Event Recommendation Engine Challenge分步解析第二步

一、请知晓

　本文是基于Event Recommendation Engine Challenge分步解析第一步，需要读者先阅读上篇文章解析

二、用户相似度计算

　第二步：计算用户相似度信息

　　由于用到：users.csv，我们先看看其内容（看前10行）

import pandas as pd

df_users = pd.read_csv('users.csv')

df_users.head(10)

　　结果如下，有国家，有地区：

　　我们使用locale和pycountry模块来将字符串转换成数值：

　　locale.locale_alias字典

import locale

locale.locale_alias

　　下面我们来看看如何对users.csv的信息列进行处理，转换成数值型

　　1） locale列处理

import locale

from collections import defaultdict

localeIdMap = defaultdict(int)

for i, l in enumerate(locale.locale_alias.keys()):

    localeIdMap[l] = i + 1

for each in localeIdMap:

    print(each, '\t', localeIdMap[each])

　　　代码示例结果：

　　　所以传给localeIdMap一个locale的字符串，就可以将其转换成数值型，如果传入的字符串不在localeIdMap的key中，则返回0，这也就体现了defaultdict(int)的作用

print(localeIdMap['en_GB'.lower()])

print(localeIdMap['en_US'.lower()])

print(localeIdMap['id_ID'.lower()])

print(localeIdMap['ka_GE'.lower()])

　　　代码示例结果：

　　2）birthyear列处理

　　　该列处理比较简单，存在就直接转换成数值，不存在就用0填充

def getBirthYearInt(birthYear):

    try:

        return 0 if birthYear=="None" else int(birthYear)

    except:

        return 0

print(getBirthYearInt(1992))

print(getBirthYearInt(None))

　　　代码示例结果：

　　3）gender列处理：male转换为1， female转换为2，空值用0填充

from collections import defaultdict

genderIdMap = defaultdict(int, {'male':1, 'female':2})

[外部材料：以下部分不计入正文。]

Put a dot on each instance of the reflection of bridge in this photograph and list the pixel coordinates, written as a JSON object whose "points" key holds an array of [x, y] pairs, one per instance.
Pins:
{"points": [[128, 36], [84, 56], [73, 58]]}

print(genderIdMap['male'])

print(genderIdMap['female'])

print(genderIdMap[None])

　　　代码示例结果：

　　4）joinedAt列处理

　　　我们发现该列信息有些共性特点：

import pandas as pd

df_users = pd.read_csv('users.csv')

df_users['joinedAt']

　　　代码示例结果：

　　　我们发现该列要么是None，要么是上面的时间字符串，均有T在中间和S在尾部，根据这个共性我们用datetime模块，提取时间信息：

import datetime

def getJoinedYearMonth(dateString):

    try:

        dttm = datetime.datetime.strptime(dateString, "%Y-%m-%dT%H:%M:%S.%fZ")

        return "".join( [str(dttm.year), str(dttm.month)] )

    except:

        return 0

df_users['joinedAt'].map(getJoinedYearMonth)

　　　代码示例结果（这里要注意dateString为None的情况，也就是说dateString必须符合后面的格式才行，所以这里加了try，但是except的返回值并不代表用0值填充合适）

　　5）location列处理

　　　我们来看看users.csv中location列信息（前20行）：

df_users['location']

　　　代码示例结果：

　　　我们使用pycountry模块来将此列转换为数值型，pycountry.countries是个迭代器：

import pycountry

for i, c in enumerate(pycountry.countries):

    print(i, c)

　　　代码示例结果：

import pycountry

from collections import defaultdict

countryIdMap = defaultdict(int)

for i, c in enumerate(pycountry.countries):

    countryIdMap[c.name.lower()] = i + 1

for each in countryIdMap:

    print(each, '\t', countryIdMap[each])

　　　代码示例结果：

　　　然后看看对location列是如何转换成数值型的：

import pycountry

from collections import defaultdict

countryIdMap = defaultdict(int)

for i, c in enumerate(pycountry.countries):

    countryIdMap[c.name.lower()] = i + 1

def getCountryId(location):

    if (isinstance( location, str)) and len(location.strip()) > 0 and location.rfind('  ') > -1:

        return countryIdMap[ location[location.rindex('  ') + 2: ].lower() ]

    else:

        return 0

print(getCountryId('San Dimas  California'))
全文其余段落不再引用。